One that I know of involved a stooge driver being in numerous crashes at the same roundabout

“Data sharing is so important in taking the fight to these people,” says Fletcher. “By aggregating and joining the data together, you see patterns. If you are creating hundreds of fake accidents, that will start to show repeating characteristics.

“For instance, one that I know of involved a stooge driver being in numerous crashes at the same roundabout. The guy would go out to his favourite location and just stage the same crash over and over and over.”

Solicitors and medics

The problem of insurance fraud being seen as a victimless crime (56 per cent of respondents in the Red C poll) is one that infects public perceptions and, according to Fletcher, the legal system as well.

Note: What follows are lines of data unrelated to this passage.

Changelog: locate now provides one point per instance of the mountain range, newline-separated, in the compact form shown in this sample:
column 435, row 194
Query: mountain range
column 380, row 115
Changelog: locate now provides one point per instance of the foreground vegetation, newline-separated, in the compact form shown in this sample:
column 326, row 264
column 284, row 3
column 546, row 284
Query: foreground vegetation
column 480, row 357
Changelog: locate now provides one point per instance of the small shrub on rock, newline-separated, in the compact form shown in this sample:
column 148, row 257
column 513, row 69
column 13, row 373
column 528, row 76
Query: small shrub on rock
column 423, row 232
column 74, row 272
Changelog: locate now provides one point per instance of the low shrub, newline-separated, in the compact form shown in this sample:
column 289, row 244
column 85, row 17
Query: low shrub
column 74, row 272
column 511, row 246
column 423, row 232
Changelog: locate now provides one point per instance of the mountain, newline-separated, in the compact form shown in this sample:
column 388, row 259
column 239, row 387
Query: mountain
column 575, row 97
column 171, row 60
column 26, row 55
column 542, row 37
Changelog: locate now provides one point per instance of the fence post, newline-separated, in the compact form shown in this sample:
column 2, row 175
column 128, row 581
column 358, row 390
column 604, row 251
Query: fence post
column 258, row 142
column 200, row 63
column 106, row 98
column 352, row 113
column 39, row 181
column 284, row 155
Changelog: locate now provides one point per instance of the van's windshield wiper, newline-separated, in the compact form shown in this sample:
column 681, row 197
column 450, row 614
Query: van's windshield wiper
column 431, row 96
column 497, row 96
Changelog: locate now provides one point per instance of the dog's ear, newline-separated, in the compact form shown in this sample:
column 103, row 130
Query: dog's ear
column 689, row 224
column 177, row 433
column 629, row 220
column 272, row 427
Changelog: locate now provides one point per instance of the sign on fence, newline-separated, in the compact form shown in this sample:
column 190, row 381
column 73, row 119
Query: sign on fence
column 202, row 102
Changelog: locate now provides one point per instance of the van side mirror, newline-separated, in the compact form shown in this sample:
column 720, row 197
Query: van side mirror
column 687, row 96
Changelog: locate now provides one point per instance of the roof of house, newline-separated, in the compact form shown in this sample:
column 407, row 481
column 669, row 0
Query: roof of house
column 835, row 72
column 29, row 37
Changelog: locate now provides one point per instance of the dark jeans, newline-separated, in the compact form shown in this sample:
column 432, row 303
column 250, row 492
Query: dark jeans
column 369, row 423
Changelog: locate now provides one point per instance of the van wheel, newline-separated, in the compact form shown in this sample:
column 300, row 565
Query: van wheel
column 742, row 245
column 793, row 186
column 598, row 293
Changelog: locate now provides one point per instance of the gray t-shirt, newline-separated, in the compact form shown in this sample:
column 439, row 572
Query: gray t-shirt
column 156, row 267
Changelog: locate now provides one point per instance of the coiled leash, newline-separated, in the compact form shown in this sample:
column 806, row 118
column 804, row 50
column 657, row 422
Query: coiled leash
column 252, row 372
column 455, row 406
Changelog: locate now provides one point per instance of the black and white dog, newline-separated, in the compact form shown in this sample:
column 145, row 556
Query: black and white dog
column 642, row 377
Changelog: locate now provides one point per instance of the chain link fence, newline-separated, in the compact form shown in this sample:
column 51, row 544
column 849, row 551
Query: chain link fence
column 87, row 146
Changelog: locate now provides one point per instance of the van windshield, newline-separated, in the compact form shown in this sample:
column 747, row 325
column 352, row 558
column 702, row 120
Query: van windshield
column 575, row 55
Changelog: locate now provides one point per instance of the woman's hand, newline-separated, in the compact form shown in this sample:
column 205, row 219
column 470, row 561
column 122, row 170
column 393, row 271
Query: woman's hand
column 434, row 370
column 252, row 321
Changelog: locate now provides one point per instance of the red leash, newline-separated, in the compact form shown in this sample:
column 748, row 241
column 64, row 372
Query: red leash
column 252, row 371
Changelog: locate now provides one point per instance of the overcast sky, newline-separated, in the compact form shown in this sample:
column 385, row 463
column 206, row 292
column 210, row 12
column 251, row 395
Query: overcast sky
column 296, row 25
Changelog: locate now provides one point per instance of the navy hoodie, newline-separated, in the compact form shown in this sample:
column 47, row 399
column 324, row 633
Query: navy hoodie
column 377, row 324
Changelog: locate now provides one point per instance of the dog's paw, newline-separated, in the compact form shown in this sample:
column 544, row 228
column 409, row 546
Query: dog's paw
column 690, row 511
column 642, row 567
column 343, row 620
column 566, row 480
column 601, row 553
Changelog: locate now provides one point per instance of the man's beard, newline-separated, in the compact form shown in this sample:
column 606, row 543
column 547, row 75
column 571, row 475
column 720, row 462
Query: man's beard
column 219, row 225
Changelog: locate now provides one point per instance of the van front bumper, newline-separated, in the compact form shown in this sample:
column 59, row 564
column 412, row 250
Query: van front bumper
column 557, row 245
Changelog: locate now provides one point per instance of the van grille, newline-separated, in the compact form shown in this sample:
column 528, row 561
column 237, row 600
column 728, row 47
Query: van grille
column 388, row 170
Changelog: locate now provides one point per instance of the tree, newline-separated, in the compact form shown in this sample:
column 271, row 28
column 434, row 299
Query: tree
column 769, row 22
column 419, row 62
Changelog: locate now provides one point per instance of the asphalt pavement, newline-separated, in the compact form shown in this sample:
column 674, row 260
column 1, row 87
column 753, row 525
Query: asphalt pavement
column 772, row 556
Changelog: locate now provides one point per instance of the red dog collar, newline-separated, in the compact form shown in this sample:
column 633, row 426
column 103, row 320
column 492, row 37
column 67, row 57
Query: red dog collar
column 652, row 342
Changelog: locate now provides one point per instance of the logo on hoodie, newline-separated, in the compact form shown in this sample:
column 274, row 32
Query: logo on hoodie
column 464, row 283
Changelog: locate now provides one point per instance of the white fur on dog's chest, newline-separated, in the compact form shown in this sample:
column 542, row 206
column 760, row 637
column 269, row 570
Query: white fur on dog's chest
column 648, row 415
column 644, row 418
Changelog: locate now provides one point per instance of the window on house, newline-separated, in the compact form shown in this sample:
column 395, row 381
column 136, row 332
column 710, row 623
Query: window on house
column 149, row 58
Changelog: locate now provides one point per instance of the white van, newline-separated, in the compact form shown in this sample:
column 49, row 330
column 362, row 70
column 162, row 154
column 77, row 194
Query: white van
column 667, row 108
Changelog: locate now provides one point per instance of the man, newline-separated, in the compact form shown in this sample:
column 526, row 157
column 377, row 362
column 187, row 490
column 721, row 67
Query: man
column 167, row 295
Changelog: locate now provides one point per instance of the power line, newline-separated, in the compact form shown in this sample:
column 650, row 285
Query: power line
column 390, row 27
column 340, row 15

Insurance companies estimate that on average, €50 of every annual motor premium relates to paying bogus claims and the legal cost of fighting them.

Fletcher also spoke of the responsibility of others, people he called “professional enablers”, whose behaviour is also seen by insurers in Ireland but about which little has been done to date.

“There are professional enablers – solicitors and medics willing to lend their professional expertise to claims that are patently false,” he said.

“You see examples of [legal and medical] firms using the system for their own personal gain. For example, a medical expert seeing dozens of people in a single day and claiming to have given each a thorough examination during what can only have been an encounter for a few minutes. That is not doing their job.

“If it looks that some of the experts involved [in a claim] are criminal, we will refer them to the criminal authorities or follow the civil route and seek to be a disrupter to their activities.”

“There is often a mutual interest between the industry and the police, especially in large-scale frauds because such people are likely to be involved in other criminality.”

Deirdre Ashe mentions another UK police practice she would like to see adopted here – the police caution.

“They serve hundreds of these,” she says. “They have to do them on lighter evidence and it doesn’t result in anything going through the judicial system but what a caution does is it hampers your civil liberty quite a bit. You can’t get into the United States, for example. Some financial institutions will look to understand what cautions you may have and will decline to do business with you.

“So it restricts you. We’ve never looked at cautions.”